Yes, it’s just stuff, but it’s their stuff, their stuff full of memories. I saved pictures from a drawer in my Aunt Ruby’s house, drenched and stuck together, carefully pulling them apart and laying them to dry in an effort to rescue. It was painful to have her sit in the
driveway as I dragged trash bag after trash bag of damaged pieces of her past to the road, discarded in the ruin. My heart broke sitting next to her as frail hands rummaged through an old box of photographs and letters that had been unharmed by the cruel rising waters. She’s a strong woman, you have to be to live widowed to 91 years old, but I watched her face as she remembered days gone by. A deep sadness lingered behind the gratitude she offered for the help and rescue. Yes, it’s just stuff, but it was her stuff.
Helping today at my other aunt’s house was just as heartbreaking. They were in good spirits, grateful to be alive and resolved to live with less from here on out but it was hard to see all of her beautiful furniture and rugs and curtains piled like trash outside of her front door.
Many Christmases and family get togethers have been spent surrounded by these hand-picked pieces. Walking through her house that smelled of mold and grime, the inmost parts of her house exposed, wood floors buckled, choking back tears, she turned to me and said, “Melissa Ayn look at my house!” My heart aches!
Yes, it’s just stuff, but it’s her stuff full of memories and time spent carefully choosing just the right piece for that corner to decorate and display, to delight and beautify.
Cleaning out an old purse I came across this pin that belonged to my grandmother –
Little reminders of her everywhere in this place
amongst the broken, damaged things of this house.

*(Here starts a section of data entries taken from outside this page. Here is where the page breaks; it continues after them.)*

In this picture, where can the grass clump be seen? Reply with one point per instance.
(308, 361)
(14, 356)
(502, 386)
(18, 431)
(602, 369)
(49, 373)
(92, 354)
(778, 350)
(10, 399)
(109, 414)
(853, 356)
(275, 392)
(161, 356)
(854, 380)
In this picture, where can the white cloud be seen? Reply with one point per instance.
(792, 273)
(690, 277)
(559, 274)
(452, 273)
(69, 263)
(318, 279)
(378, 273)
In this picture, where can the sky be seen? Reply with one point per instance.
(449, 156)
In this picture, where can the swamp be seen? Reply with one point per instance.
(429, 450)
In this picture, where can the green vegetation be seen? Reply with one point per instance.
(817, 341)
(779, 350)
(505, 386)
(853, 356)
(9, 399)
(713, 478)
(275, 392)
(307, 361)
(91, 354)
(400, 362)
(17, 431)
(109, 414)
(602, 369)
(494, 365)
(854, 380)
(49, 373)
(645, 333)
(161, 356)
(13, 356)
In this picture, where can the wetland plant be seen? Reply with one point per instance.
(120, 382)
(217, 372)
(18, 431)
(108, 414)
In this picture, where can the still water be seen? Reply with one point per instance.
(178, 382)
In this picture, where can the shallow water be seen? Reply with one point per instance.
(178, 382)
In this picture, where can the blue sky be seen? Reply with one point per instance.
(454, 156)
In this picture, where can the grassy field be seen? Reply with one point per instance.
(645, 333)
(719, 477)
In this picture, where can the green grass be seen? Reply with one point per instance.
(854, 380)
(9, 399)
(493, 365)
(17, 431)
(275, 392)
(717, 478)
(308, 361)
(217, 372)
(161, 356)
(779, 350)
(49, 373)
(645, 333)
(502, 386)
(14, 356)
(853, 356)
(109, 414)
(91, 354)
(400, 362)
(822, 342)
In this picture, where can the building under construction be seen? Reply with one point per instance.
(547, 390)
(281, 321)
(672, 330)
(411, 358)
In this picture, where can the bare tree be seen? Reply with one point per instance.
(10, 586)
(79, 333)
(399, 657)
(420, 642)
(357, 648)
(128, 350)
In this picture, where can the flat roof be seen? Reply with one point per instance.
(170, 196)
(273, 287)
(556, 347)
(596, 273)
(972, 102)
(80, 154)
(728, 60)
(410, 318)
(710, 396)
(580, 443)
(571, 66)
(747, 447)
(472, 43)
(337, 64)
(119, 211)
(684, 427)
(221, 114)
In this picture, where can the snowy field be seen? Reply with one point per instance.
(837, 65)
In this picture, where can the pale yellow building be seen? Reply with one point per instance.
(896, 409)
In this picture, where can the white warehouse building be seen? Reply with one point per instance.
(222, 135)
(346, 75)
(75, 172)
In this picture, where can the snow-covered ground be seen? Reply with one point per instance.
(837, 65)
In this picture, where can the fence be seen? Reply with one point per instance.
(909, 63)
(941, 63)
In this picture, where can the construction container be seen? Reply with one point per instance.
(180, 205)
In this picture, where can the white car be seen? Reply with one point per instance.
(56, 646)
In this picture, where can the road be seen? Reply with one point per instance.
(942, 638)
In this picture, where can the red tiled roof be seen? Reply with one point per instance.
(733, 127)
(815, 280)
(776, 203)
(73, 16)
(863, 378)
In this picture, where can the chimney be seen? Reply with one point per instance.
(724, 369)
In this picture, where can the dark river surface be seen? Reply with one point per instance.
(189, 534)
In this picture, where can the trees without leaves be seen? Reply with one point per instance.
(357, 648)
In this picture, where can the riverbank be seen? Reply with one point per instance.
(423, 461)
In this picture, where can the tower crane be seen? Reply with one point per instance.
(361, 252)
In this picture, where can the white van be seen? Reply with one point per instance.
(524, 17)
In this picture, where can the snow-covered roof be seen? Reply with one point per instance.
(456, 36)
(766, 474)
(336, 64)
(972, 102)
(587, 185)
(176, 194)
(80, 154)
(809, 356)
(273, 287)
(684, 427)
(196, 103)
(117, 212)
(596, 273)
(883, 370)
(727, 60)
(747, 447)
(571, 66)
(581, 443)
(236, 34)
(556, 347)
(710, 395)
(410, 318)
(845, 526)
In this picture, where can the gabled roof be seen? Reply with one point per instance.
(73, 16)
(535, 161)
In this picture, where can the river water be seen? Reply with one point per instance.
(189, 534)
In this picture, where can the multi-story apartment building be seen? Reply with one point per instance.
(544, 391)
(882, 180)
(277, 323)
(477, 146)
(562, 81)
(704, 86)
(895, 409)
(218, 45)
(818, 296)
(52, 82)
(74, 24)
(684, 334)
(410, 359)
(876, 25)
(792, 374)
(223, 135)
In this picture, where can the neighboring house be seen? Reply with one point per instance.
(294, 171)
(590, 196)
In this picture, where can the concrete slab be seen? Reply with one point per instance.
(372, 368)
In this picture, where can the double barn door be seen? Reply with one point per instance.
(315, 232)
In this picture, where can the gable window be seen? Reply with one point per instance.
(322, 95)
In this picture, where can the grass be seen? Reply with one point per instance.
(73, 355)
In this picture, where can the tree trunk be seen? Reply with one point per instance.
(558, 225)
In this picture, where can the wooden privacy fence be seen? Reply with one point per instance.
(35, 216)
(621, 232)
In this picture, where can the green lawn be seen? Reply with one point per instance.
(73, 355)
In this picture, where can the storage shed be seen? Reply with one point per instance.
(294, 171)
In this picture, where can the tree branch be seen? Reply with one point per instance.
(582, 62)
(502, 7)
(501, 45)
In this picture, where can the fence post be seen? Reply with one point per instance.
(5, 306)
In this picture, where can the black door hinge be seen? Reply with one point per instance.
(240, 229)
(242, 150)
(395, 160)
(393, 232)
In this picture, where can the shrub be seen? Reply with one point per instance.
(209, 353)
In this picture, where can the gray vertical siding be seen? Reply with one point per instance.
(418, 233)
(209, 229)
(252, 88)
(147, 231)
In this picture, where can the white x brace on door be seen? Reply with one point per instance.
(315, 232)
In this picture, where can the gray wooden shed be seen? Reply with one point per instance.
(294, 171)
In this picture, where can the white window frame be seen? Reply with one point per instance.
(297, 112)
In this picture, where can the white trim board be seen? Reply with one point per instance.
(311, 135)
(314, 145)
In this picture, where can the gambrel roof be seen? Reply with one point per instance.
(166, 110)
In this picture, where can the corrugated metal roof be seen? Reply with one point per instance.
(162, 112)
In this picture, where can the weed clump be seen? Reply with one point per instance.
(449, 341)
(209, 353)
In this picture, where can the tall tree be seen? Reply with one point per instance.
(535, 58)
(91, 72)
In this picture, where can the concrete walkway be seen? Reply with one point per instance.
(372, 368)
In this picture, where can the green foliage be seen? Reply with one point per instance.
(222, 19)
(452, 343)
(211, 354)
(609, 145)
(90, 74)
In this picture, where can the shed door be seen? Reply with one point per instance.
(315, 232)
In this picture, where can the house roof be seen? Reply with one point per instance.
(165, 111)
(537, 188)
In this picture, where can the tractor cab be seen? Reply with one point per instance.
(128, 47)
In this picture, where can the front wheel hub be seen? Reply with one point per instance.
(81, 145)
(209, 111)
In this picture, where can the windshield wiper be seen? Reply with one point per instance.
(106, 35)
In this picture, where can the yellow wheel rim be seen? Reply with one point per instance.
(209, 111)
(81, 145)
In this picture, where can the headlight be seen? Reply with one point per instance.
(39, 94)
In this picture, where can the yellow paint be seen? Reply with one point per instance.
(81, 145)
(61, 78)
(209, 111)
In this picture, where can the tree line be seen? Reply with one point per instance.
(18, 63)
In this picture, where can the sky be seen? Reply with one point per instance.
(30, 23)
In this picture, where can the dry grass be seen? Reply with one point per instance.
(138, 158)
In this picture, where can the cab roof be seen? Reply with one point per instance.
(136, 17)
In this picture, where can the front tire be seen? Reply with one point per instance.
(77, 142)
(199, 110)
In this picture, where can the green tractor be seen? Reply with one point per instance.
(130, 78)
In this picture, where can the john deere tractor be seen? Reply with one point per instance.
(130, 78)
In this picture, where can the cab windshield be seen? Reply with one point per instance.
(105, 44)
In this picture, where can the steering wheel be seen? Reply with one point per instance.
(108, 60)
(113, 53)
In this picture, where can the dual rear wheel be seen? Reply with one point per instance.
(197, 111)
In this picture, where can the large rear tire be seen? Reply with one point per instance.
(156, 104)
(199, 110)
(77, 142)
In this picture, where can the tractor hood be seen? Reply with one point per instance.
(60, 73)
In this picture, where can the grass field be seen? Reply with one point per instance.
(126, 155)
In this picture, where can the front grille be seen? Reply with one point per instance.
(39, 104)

It is “just stuff” and our hope is not in our stuff.
I am blessed with a strong family of believers who hold firm to Matthew 6:19-20 which says “Don’t store up treasures here on earth, where moths eat them and rust destroys them, and where thieves break in and steal. Store your treasures in heaven…”
Yes, we don’t hold too tightly to our stuff but when it is taken from us
without our consent,
without time to consider and make peace with letting go,
Life goes on and we persevere, that’s what we do! We hold tighter to family and the things in this world that really matter. We make resolutions to live differently and lighten our load (literally) as we say goodbye to “our stuff” knowing that in the end it wasn’t really all that important.
Today, I am thankful for the Godly heritage these beautiful people have passed down to me. Today, I am thankful for the opportunity to have been there for them and to have served them in their time of need. Today, I am thankful for community that cared for us all with lunch and supplies to help in our efforts to clean up and move on. Today, I am thankful for neighborly kindness. Today, I am thankful for all the memories all of their stuff afforded me. Today, I am thankful for letting go and moving on. Today, I am thankful to witness the strength of overcomers and this truth — our hope is in the Lord!